Resolvemos fundar o nosso. Um espaço não comercial, de resistência. Mais um trabalho de militância, voluntário, por suposto. Jaime propôs um jornal; eu, uma revista. O nome eu escolhi (ele queria Bacurau). Dividimos as tarefas. A capa ficou com ele, a linha editorial também.

Correr atrás da grana ficou por minha conta. A paleta de cores, depois de larga prosa, Jaime fechou questão – “nossas cores vão ser o vermelho e o amarelo, porque revista tem que ter cor de luta, cor vibrante” (eu queria verde-floresta). Na paz, acabei enfiando um branco.

Fizemos a primeira edição da Xapuri lá mesmo, na Reserva, em uma noite. Optamos por centrar na pauta socioambiental. Nossa primeira capa foi sobre os povos indígenas isolados do Acre: ‘Isolados, Bravos, Livres: Um Brasil Indígena por Conhecer”. Depois de tudo pronto, Jaime inventou de fazer uma outra boneca, “porque toda revista tem que ter número zero”.
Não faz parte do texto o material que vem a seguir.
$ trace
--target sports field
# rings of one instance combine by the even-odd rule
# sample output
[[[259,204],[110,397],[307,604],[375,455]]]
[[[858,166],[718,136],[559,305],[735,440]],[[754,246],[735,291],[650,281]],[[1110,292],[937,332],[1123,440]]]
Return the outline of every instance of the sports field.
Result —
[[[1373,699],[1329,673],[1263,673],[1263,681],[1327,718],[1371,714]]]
Dessa vez finquei pé, ficamos com a capa indígena. Voltei pra Brasília com a boneca praticamente pronta e com a missão de dar um jeito de imprimir. Nos dias seguintes, o Jaime veio pra Formosa, pra convencer minha irmã Lúcia a revisar a revista, “de grátis”. Com a primeira revista impressa, a próxima tarefa foi montar o Conselho Editorial.

Jaime fez questão de visitar, explicar o projeto e convidar pessoalmente cada conselheiro e cada conselheira (até a doença agravar, nos seus últimos meses de vida, nunca abriu mão dessa tarefa). Daqui rumamos pra Goiânia, para convidar o arqueólogo Altair Sales Barbosa, nosso primeiro conselheiro. “O mais sabido de nóis,” segundo o Jaime.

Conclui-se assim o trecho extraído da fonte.